3
votes

I'm trying to use zlib to compress an arbitrary data stream but I only have a fixed-size, small (only a few KB) output file in which to store the resulting compressed data. I would like to compress as much of the input data as possible, and then it's acceptable to pitch any remaining input that can't be handled due to the limited output size.

All the zlib examples seem to assume that all output produced by deflate() can be consumed and written to the output file. In my case, I may be forced to stop mid-stream when the output file runs out of space. However, I always know the space remaining in my output file as I loop calling deflate(), and I never set avail_out to a value exceeding the remaining space. I am always passing Z_SYNC_FLUSH to deflate. I am concerned since the docs say that when deflate() returns with avail_out == 0 (which pretty much always happens in my case), there is potentially still more output data to consume and I need to call deflate() again. I my case I cannot always call deflate() again because I have no more output file space left to store any additional compressed data it might return.
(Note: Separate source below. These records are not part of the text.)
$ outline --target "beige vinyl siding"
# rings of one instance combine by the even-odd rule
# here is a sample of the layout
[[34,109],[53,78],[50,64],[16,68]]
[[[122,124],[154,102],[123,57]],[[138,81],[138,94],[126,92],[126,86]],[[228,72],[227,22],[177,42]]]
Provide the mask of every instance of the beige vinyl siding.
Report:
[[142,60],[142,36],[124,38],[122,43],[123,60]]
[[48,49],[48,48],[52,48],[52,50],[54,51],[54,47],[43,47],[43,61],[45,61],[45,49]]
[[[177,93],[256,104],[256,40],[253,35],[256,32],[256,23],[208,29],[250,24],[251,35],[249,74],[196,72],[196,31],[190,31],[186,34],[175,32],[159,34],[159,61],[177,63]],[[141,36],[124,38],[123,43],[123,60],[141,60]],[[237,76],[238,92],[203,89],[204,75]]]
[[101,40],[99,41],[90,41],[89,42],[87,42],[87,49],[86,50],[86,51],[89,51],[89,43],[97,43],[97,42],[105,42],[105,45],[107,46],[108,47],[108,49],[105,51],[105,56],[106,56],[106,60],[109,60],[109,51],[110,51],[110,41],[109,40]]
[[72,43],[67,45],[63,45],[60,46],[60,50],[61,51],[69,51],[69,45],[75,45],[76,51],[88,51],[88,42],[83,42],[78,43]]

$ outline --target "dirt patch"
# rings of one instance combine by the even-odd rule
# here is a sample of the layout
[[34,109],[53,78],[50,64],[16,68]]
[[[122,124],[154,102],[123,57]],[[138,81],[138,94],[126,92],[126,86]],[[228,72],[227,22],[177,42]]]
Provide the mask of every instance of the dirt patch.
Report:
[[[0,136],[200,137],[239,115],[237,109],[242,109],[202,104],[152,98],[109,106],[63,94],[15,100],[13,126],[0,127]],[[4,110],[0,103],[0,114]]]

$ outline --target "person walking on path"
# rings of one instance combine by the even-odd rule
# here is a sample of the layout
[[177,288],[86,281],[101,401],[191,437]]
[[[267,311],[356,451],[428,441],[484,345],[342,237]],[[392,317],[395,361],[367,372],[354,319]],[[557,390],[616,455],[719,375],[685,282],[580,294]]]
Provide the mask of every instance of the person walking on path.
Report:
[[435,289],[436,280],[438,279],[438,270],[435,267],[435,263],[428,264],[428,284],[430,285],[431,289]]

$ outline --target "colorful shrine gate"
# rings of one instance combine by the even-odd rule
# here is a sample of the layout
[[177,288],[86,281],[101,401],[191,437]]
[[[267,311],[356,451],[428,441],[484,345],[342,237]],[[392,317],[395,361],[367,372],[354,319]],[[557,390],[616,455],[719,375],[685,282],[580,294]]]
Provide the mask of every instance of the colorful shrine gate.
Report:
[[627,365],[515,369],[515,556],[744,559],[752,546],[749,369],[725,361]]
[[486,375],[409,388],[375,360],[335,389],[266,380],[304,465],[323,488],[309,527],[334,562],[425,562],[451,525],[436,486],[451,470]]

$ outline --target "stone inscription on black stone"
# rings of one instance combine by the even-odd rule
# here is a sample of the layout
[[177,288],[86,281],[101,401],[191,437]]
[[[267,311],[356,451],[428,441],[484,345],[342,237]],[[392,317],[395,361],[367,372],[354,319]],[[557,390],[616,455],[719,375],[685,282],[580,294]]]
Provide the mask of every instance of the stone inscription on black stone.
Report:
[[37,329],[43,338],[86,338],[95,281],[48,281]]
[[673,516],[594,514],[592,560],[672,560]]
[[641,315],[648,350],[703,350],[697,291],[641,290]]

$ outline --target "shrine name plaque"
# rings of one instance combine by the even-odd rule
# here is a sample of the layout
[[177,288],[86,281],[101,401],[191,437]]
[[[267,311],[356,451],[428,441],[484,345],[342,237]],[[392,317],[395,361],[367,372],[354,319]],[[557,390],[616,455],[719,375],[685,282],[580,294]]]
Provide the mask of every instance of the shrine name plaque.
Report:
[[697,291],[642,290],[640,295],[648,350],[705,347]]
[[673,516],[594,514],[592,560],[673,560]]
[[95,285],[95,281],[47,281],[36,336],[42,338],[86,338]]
So, is it OK to bail out in the middle of processing input, at any arbitrary point after calling deflate() with Z_SYNC_FLUSH, and expect that inflate() will succeed when handed all the compressed data returned up to and including that point? And, is Z_SYNC_FLUSH the correct/best approach here? Again, this approach appears to work experimentally, but I am not confident that it will always work just based on reading the zlib docs.

1

1 Answers

4
votes

Technically, yes, you can cut off a deflate stream at any byte, and inflate will be able to process up to your last byte and decompress whatever it can get out of the provided partial deflate stream.

However that is not a good idea, since a) you lose the integrity check at the end of the stream, and b) you have the additional job to figure out where the uncompressed data ends so that you can send the rest of it in another packet, I presume. The only way to do b) would be to replicate the decompression process on the compression end.

Alternatively you could use fitblk.c, which does three deflate passes to construct a bona fide deflate stream that fits in a fixed size output block.